According to the Milanese tradition, this typical sweet bread should be eaten during the Day of the Dead in memory of the departed loved ones. The popular tradition tells that this nutritious and tasty dessert, Pan dei morti, was baked and eaten together with the whole family to honour the dead relatives, as if they were taking part to the meal as well. This soft sweet bread used to be baked only at home, but nowadays it can be found in many bakeries of Lombardy. It is an example of the genuine taste and traditional nature that characterise Lombardy’s products.
Pan dei morti
Pan dei Morti (Day of the Dead Bread)
Ingredients – serves 4
  • 250g flour
  • 100g raisins
  • 450g dry biscuits
  • a fistful of dried almonds
  • 1/2 glass of sweet white wine (passito)
  • 100g dried figs
  • 3 egg whites
  • 200g sugar
  • 1 tablespoon of baking soda
  • 1 teaspoon of cinnamon
  • 30g powdered sugar

If stored in a closed container (better if hermetically sealed), Pan dei morti will keep for up to 7 days.
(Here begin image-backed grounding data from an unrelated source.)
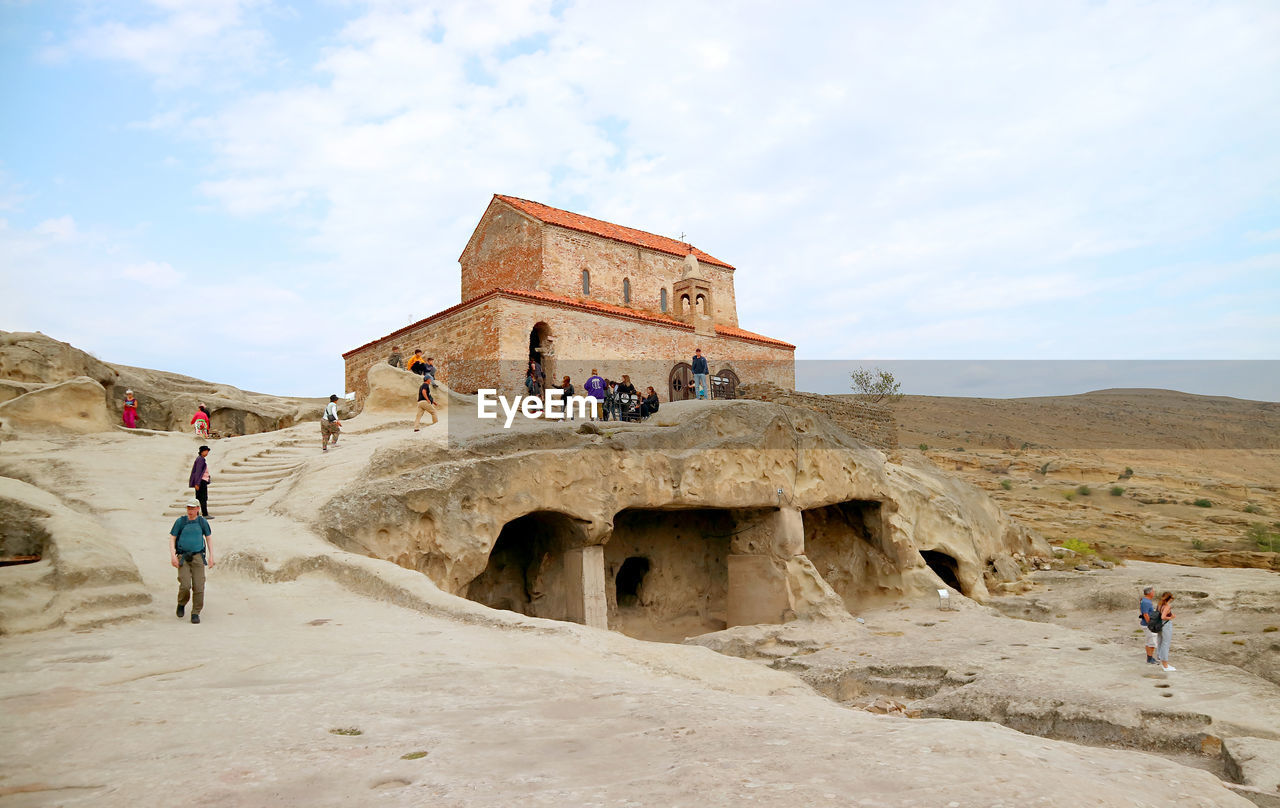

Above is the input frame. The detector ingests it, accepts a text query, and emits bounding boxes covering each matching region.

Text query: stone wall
[343,299,501,403]
[541,226,739,327]
[739,382,898,452]
[495,297,794,398]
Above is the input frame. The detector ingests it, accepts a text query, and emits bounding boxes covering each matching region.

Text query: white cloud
[34,215,78,241]
[122,260,182,287]
[20,0,1280,393]
[46,0,271,88]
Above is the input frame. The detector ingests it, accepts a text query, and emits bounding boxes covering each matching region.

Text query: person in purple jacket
[583,368,606,419]
[189,445,213,519]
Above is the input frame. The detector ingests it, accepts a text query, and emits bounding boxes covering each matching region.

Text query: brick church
[342,194,795,404]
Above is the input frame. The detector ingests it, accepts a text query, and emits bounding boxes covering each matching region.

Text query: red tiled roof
[714,324,796,350]
[342,288,794,358]
[494,195,735,270]
[495,287,695,329]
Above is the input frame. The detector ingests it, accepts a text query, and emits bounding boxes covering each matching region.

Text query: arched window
[623,278,631,304]
[582,269,590,296]
[660,288,668,312]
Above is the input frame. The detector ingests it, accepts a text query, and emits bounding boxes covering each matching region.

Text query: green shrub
[1122,467,1134,478]
[1110,486,1125,496]
[1243,503,1263,514]
[1060,538,1095,555]
[1038,462,1051,475]
[1076,485,1091,496]
[1191,539,1205,551]
[1064,491,1076,501]
[1246,522,1279,551]
[1263,626,1278,633]
[1193,499,1212,508]
[1000,479,1013,490]
[918,443,929,451]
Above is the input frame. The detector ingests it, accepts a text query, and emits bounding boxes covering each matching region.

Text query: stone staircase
[166,442,314,520]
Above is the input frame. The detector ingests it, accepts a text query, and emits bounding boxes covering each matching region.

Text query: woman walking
[1154,592,1177,671]
[190,405,211,438]
[122,389,138,428]
[189,445,213,519]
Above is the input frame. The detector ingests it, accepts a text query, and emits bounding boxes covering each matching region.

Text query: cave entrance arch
[606,507,741,642]
[802,500,897,611]
[920,550,964,593]
[465,510,584,621]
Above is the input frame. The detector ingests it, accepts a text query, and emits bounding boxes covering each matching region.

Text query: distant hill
[838,388,1280,451]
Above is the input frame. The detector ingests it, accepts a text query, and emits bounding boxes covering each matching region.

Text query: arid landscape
[887,389,1280,568]
[2,333,1278,807]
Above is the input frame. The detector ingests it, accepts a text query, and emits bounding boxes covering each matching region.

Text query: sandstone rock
[1075,564,1092,572]
[0,330,118,391]
[992,554,1022,583]
[0,377,112,435]
[317,399,1048,641]
[361,362,430,414]
[0,476,151,633]
[1223,736,1280,794]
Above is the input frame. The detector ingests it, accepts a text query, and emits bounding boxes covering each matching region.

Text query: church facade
[342,195,795,404]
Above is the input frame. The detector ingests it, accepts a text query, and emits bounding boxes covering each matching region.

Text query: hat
[125,388,133,394]
[185,499,200,508]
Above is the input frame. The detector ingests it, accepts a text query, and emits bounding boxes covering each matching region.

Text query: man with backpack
[321,394,342,451]
[1139,585,1158,664]
[170,500,214,624]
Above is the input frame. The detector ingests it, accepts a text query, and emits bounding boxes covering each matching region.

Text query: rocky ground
[2,367,1278,806]
[885,389,1280,568]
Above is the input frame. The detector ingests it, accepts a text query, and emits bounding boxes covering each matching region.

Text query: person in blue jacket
[691,348,710,400]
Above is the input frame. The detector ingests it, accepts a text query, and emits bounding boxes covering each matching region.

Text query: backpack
[1147,615,1164,634]
[173,516,210,554]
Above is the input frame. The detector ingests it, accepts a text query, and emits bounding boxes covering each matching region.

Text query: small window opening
[623,277,631,304]
[582,269,590,296]
[660,288,668,312]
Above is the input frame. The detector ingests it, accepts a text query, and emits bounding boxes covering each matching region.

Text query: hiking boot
[177,604,185,618]
[191,614,201,624]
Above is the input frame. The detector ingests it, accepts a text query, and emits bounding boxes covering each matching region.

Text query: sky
[2,0,1278,399]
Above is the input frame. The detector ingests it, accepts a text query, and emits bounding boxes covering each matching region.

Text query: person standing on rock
[170,499,213,624]
[583,369,606,420]
[189,445,213,519]
[321,395,342,451]
[691,348,710,400]
[1140,585,1158,664]
[1153,591,1177,672]
[388,346,405,369]
[122,389,138,428]
[413,376,438,431]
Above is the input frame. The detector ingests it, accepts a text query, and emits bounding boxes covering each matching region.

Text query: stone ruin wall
[739,382,898,453]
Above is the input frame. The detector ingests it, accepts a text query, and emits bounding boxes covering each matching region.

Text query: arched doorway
[711,367,739,400]
[528,322,554,385]
[669,362,695,401]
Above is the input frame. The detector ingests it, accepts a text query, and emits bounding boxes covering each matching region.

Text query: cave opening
[464,510,583,621]
[606,507,739,642]
[920,550,963,593]
[0,499,48,567]
[615,556,650,608]
[801,500,894,610]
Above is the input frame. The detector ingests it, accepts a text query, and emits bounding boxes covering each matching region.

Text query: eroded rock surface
[0,377,113,435]
[316,365,1049,641]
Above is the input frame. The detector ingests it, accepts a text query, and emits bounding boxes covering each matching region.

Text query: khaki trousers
[177,555,206,615]
[320,419,340,447]
[414,399,438,427]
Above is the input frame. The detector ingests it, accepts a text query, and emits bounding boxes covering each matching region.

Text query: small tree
[850,366,903,404]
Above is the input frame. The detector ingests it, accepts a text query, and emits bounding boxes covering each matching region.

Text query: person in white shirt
[321,394,342,451]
Let your imagination roam and create your own version of this recipe: try adding different types of nuts or other spices and flavourings.

How to bake Pan dei morti – traditional method

  • Soak raisins in water until soft, then squeeze out the excess water.
  • Crush the biscuits. Peel the almonds and chop them finely with figs and other nuts (optional).
  • Mix flour, baking soda and cinnamon, then add the raisins and the chopped almonds.
  • BBeat the egg whites to stiff peaks and add them to the other ingredients, mixing well. Pour in ½ glass of white wine and keep on mixing until all the ingredients are combined.
  • Let the dough sit under a cloth for 40 mins. If clumps have formed in the meantime, add some water and sugar and mix well. When the dough is uniform, divide it in two parts and give them a flattened shape. Place on a buttered baking pan.
  • Preheat the oven to 180° and bake the sweet bread for at least 45 minutes, until soft on the inside but with a slightly crisp surface.
  • Serve warm with a sprinkle of powdered sugar on top.